Direct numerical simulations are performed to investigate the combined effects of surface roughness and wall heat transfer on spatially developing compressible turbulent boundary layers at Ma=2.5. The roughness consists of transverse square bars with λx/k=8 and k+ ≈ 35, under adiabatic and wall-cooling (Tw/Tr = 0.5) conditions. Dynamically, the conventional zero-moment method fails to yield a consistent zero-plane displacement for the present cavity-type roughness. Instead, a fitting-based optimization procedure is proposed to determine the kinematic virtual origin, which successfully restores the logarithmic behavior.
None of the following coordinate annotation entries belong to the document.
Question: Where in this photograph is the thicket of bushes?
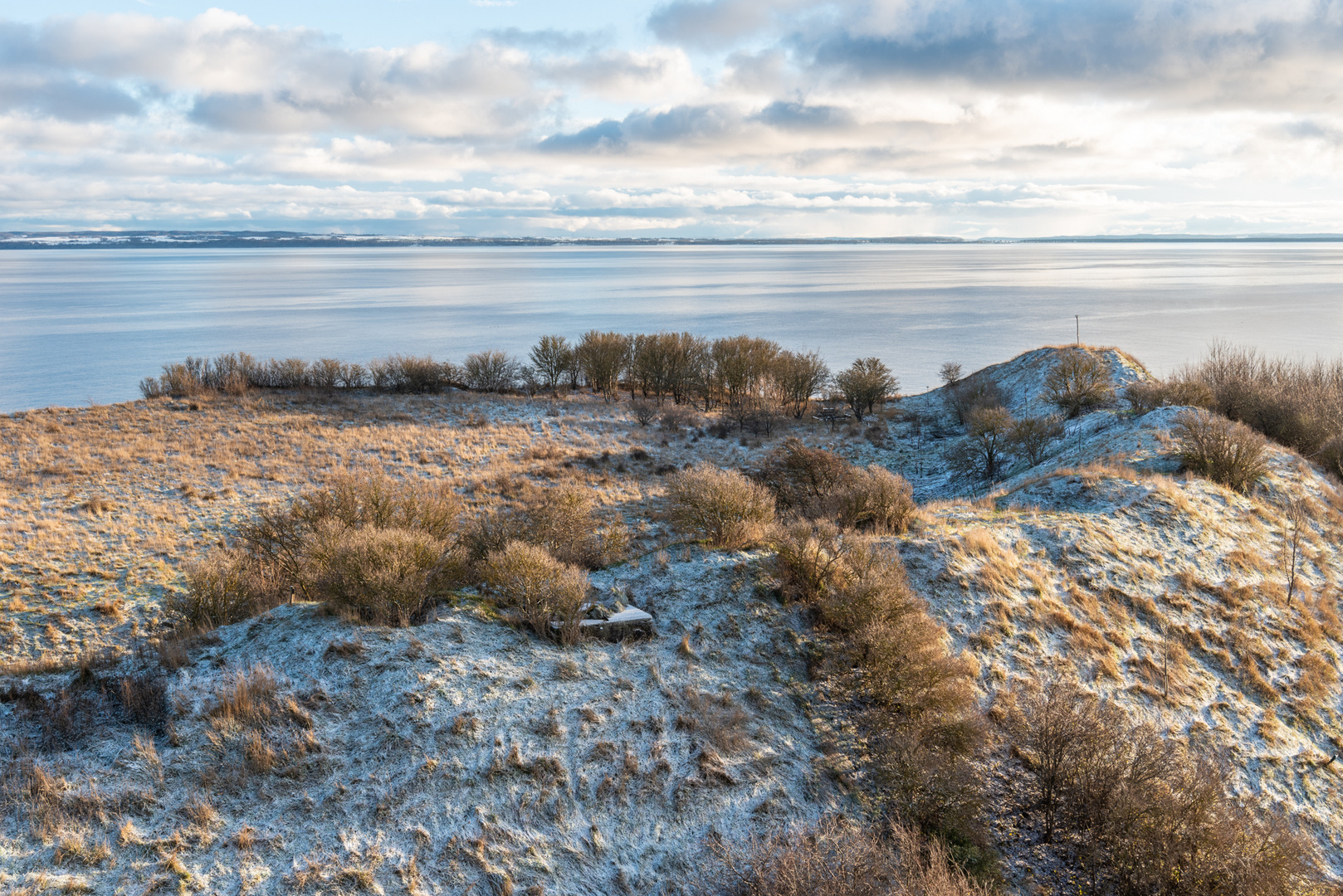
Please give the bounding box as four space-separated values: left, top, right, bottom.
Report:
941 348 1115 481
1171 408 1267 493
1124 343 1343 478
754 438 917 533
999 683 1317 896
167 473 628 640
139 330 900 423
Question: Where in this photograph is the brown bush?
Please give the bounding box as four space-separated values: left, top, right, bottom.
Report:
1173 343 1343 475
481 542 588 644
834 358 900 421
667 464 774 549
230 473 466 625
1008 414 1063 466
1124 380 1213 415
308 523 467 626
944 373 1008 426
943 407 1017 480
164 549 289 631
815 543 987 843
520 485 630 570
834 464 919 532
774 521 856 603
698 816 989 896
1004 681 1317 896
755 438 852 517
1043 348 1115 419
1171 410 1267 492
754 438 917 532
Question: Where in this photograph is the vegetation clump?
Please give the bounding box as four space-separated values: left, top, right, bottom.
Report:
667 464 775 549
1004 681 1317 896
168 473 466 629
754 438 917 533
1043 348 1115 419
1171 408 1267 493
481 542 588 644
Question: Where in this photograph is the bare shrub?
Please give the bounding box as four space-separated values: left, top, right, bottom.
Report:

Based on this displacement, Griffin--Fu--Moin (GFM) transformation outperforms the classical van Driest transformation in recovering outer-layer similarity for the velocity defect. Thermodynamically, the physical disparity between momentum form drag and the absence of a corresponding heat transfer mechanism disrupts the classical Reynolds analogy. The effective turbulent Prandtl number (Pre) deviates severely from unity within the roughness sublayer, leading to the breakdown of the classical Generalized Reynolds Analogy (GRA). To address this, a modified rough-wall GRA (rGRA) is formulated by introducing an equivalent slip-plane or reference-point boundary conditions, which accurately reconstructs the temperature-velocity relationship by bypassing the near-wall thermal heterogeneity. Finally, the refined strong Reynolds analogy (RSRA) is shown to maintain predictive accuracy for fluctuation intensities in the outer layer despite near-wall modulation by roughness and cooling.